Tuesday, December 22, 2009

Quick and Easy Rocky Road Fudge


This is really good fudge and there's nothing to it. I doubled the recipe and put it in a 9x13" pan so I wouldn't mind giving a lot of it away. That logic didn't end up working because honestly, it's so good I do mind giving it away! The recipe comes from chocolate genius Lora Brody's cookbook Chocolate American Style, which I just spent the past weekend studying in depth. I've marked about a dozen pages of things to try, and this fudge was first on the list.

It makes a great homemade gift because, first of all, who doesn't like fudge, and second of all, it has a long shelf life so you can make it days in advance of your gift-giving and the recipient doesn't have to eat it all at once. Go to Michaels craft store or other creative supply shop and buy some goodie boxes, cute ribbon, stickers, and perhaps paper cup liners, and make a fun project out of decorating the fudge gift boxes.


Quick and Easy Rocky Road Fudge
Recipe by Lora Brody in Chocolate American Style

Makes 1 1/4 pounds: 24 generous pieces

Unsalted butter for preparing the pan
1 2/3 cups (13 ounces) sugar
2/3 cup evaporated milk
2 ounces unsweetened chocolate, chopped
1 1/2 cups (3 ounces) miniature marshmallows
3/4 cup (3 ounces) toasted nuts of your choice, coarsely chopped
6 ounces semisweet chocolate chips

Generously butter an 8-inch square baking pan. Line the pan with enough aluminum foil to overlap two opposite sides of the pan by 2 inches. Butter all the foil that touches the bottom and sides of the pan.

Place the sugar and evaporated milk in a 2-quart saucepan and set it over medium heat. Stir constantly until the sugar dissolves and the mixture starts to simmer. Allow the mixture to come to a slow boil, and cook it for 5 minutes, stirring constantly. Stir well around the bottom of the pan so that the mixture doesn't burn.

Remove the saucepan from the heat and add the unsweetened chocolate. Stir until the chocolate melts.

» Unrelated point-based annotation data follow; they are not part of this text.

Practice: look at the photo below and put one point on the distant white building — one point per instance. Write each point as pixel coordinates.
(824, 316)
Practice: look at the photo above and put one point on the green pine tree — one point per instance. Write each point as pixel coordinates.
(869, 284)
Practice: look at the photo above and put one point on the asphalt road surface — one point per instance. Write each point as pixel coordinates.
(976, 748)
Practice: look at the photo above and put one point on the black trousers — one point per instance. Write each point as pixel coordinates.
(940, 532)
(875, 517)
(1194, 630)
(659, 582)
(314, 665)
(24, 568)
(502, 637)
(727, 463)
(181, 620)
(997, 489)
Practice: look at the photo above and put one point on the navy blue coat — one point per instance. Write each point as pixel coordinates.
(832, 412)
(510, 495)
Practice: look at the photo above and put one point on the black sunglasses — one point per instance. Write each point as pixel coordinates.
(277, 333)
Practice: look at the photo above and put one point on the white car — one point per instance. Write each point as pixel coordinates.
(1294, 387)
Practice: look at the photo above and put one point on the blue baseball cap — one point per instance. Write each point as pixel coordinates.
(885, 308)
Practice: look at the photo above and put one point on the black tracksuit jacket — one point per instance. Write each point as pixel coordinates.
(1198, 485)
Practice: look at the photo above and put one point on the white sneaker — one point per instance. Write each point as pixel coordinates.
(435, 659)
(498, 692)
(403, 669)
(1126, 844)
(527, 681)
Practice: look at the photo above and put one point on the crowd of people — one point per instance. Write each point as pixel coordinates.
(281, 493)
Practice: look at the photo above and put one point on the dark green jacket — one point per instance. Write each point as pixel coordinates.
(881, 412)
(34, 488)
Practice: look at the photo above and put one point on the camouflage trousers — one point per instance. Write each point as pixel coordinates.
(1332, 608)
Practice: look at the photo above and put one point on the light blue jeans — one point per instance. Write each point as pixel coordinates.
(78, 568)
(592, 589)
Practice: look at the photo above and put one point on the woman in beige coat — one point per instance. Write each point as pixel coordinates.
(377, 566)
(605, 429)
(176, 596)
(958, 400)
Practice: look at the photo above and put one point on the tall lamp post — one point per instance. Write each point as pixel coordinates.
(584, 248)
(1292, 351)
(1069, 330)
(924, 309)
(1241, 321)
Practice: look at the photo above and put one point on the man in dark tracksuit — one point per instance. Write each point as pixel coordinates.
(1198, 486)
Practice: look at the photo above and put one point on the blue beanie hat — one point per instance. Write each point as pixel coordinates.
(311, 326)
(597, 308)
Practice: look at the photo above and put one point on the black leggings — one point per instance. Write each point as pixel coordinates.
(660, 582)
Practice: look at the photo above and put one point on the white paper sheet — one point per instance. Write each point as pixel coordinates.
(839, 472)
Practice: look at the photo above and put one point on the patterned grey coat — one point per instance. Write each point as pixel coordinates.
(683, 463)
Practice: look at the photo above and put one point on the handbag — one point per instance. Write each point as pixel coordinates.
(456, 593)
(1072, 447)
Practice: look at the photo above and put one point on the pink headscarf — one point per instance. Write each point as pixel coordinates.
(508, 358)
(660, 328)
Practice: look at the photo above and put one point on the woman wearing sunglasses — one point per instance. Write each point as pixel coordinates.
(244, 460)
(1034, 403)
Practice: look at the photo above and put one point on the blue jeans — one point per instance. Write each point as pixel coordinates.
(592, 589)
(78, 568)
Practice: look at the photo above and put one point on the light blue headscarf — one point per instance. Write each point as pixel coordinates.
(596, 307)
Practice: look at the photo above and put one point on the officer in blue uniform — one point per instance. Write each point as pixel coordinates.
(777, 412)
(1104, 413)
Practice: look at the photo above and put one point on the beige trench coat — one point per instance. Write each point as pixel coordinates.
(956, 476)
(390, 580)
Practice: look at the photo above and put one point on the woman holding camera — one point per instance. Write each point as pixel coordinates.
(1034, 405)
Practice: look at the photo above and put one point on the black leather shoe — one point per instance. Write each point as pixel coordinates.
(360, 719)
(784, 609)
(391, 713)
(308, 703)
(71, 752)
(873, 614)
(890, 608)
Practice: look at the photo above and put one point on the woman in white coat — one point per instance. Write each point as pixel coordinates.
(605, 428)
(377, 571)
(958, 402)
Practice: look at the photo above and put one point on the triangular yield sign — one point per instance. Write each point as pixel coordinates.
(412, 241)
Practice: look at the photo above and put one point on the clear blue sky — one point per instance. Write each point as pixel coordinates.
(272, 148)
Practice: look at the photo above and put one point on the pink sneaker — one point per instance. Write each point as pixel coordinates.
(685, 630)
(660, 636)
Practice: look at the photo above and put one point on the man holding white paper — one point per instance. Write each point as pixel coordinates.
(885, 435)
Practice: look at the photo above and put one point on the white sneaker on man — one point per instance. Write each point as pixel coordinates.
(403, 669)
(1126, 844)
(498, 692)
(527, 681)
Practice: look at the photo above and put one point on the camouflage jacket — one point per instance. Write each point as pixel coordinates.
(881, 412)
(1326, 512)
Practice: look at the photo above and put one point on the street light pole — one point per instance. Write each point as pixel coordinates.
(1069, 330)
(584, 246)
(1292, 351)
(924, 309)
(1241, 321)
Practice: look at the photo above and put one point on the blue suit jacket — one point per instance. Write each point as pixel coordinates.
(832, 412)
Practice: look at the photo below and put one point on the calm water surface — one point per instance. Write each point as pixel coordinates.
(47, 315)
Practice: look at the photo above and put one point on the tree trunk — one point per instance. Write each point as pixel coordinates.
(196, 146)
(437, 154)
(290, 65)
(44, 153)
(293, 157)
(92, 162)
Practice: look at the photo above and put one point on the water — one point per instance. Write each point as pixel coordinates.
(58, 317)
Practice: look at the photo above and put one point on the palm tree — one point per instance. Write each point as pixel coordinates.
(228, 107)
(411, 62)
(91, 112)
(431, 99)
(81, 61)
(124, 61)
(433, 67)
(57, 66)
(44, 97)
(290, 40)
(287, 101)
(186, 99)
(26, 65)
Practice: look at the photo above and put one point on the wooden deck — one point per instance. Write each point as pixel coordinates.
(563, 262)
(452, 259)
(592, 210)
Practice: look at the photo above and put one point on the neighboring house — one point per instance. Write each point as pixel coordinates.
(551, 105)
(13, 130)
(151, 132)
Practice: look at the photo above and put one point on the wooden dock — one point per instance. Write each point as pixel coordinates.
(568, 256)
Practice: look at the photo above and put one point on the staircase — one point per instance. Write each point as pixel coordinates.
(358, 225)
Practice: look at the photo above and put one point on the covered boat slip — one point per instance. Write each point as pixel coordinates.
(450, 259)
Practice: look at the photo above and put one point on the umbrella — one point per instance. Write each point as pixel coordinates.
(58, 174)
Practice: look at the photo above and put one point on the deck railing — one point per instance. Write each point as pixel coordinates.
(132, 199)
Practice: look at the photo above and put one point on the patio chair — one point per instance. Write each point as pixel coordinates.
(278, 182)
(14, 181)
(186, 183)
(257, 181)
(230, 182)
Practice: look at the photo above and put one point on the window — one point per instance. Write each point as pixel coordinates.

Add the marshmallows and nuts and stir until the fudge begins to cool and thicken. Stir in the chocolate chips and pour and scrape the mixture into the prepared pan. Press the mixture into the pan and allow it to cool until firm.

Unmold the fudge onto a cutting board. Peel off the foil and use a long, sharp knife dipped in hot water and dried to cut the fudge into portions.

The fudge can be stored in an airtight container at room temperature for several weeks.


Step-by-Step in Pictures

Heat up the sugar and evaporated milk...

Stir constantly until sugar is dissolved and liquid is simmering...

Remove the pan from the heat and add the unsweetened chocolate...

When the chocolate has melted, add the marshmallows...

Let the marshmallows melt...

Add the toasted walnuts...

Continue stirring until the mixture thickens...

Add the chocolate chips...

Pour the mixture into the prepared pan and let cool until firm...

Yum. So chocolaty!

3 comments:

Mom said...

We love this recipe! It's so creamy and love the added mini-marshmallows, nuts, and chocolate chips. Dad doesn't want to share them either so it looks like I'll be making a batch especially for him!

Jays said...

Ooh, I want this fudge now! Must make this! So perfect for my little Jane, too, who can't have wheat and is therefore missing out on a lot of the Christmas cookies.

Marni said...

Mom - haha that's soooooo funny! Lucky Dad to get his own giant pan of fudge.

Deborah - You're right, this is a great alternative to cookies, especially for gluten-free needs. You could skip the nuts if Jane doesn't like nuts, or maybe add M&Ms at the end instead.